5. Ainsi qu’il a été dit au point 1 de la présente ordonnance, M. B... a demandé la délivrance d’un titre de séjour le 21 novembre 2024 et une attestation de prolongation d’instruction lui a été délivrée le 16 avril 2025. En l’absence de réponse du préfet des Hauts-de-Seine à cette demande dans le délai de quatre mois à compter, tant de la date de son dépôt que de la date à laquelle une attestation de prolongation d’instruction a été délivrée au requérant, une décision implicite de rejet de cette demande est née en application des dispositions précitées des articles R. 432-1 et R. 432-2 du code de l’entrée et du séjour des étrangers et du droit d’asile. Dans ces conditions, la demande de M. B... tendant à ce qu’il soit enjoint au préfet des Hauts-de-Seine de lui délivrer une attestation de prolongation d’instruction de demande de titre de séjour fait obstacle à l’exécution de la décision de rejet née du silence gardé par le préfet des Hauts-de-Seine sur sa demande de titre de séjour. Enfin, la mesure sollicitée ne saurait être regardée comme permettant, par elle-même, de prévenir un péril grave. Par suite, la condition posée à l’article L. 521-3 du code de justice administrative, tenant à ce que la mesure demandée ne fasse pas obstacle à l’exécution d’une décision administrative, ne peut être regardée comme remplie.

6. Il résulte de ce qui précède que les conclusions à fin d’injonction présentées par M. B... doivent être rejetées.


O R D O N N E :


Article 1er : La requête de M. B... est rejetée.

Article 2 : La présente ordonnance sera notifiée à M. A... B... et au ministre de l’intérieur.

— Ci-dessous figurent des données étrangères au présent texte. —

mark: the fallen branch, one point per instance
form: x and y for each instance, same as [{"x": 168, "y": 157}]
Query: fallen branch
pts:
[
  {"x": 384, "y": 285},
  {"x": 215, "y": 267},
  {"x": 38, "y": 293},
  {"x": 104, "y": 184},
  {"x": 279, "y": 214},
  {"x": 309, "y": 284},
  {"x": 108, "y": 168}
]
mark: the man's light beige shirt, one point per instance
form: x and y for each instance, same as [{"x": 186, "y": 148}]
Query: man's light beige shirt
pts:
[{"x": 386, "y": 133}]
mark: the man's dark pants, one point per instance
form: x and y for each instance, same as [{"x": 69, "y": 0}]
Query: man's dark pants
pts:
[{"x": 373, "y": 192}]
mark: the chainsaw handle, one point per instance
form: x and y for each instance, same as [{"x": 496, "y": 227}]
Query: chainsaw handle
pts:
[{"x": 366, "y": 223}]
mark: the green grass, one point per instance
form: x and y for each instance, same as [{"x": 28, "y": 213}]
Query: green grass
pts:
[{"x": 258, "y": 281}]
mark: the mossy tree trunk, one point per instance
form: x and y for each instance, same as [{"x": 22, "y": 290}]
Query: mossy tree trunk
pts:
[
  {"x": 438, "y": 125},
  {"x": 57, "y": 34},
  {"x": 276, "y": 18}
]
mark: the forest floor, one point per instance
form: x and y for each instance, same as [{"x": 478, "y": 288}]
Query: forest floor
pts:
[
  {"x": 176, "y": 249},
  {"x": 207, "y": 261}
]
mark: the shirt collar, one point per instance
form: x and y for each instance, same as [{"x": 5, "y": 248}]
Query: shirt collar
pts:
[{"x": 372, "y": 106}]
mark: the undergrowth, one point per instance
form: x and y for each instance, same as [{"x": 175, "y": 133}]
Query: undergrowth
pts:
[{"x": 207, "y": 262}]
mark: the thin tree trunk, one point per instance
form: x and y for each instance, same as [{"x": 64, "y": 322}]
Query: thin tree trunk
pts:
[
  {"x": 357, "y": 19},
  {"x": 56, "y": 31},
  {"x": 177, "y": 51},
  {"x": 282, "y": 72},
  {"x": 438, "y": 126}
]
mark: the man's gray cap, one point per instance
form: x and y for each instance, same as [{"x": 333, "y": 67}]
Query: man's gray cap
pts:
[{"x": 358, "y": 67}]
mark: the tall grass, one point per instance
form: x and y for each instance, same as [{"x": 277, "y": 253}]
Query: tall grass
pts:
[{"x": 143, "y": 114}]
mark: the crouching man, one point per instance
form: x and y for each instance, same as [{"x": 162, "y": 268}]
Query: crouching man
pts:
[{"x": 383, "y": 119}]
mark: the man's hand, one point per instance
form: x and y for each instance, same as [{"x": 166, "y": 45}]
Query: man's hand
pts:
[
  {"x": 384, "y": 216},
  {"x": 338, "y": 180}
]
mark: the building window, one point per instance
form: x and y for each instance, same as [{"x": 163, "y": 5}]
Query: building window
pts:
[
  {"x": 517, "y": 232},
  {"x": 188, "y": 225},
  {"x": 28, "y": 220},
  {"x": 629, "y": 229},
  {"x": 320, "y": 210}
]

Copie en sera adressée au préfet des Hauts-de-Seine.


Fait à Cergy, le 2 octobre 2025.

Le juge des référés,

signé

S. Gillier

La République mande et ordonne au ministre d’Etat, ministre de l’intérieur en ce qui le concerne ou à tous commissaires de justice à ce requis en ce qui concerne les voies de droit commun contre les parties privées, de pourvoir à l’exécution de la présente décision.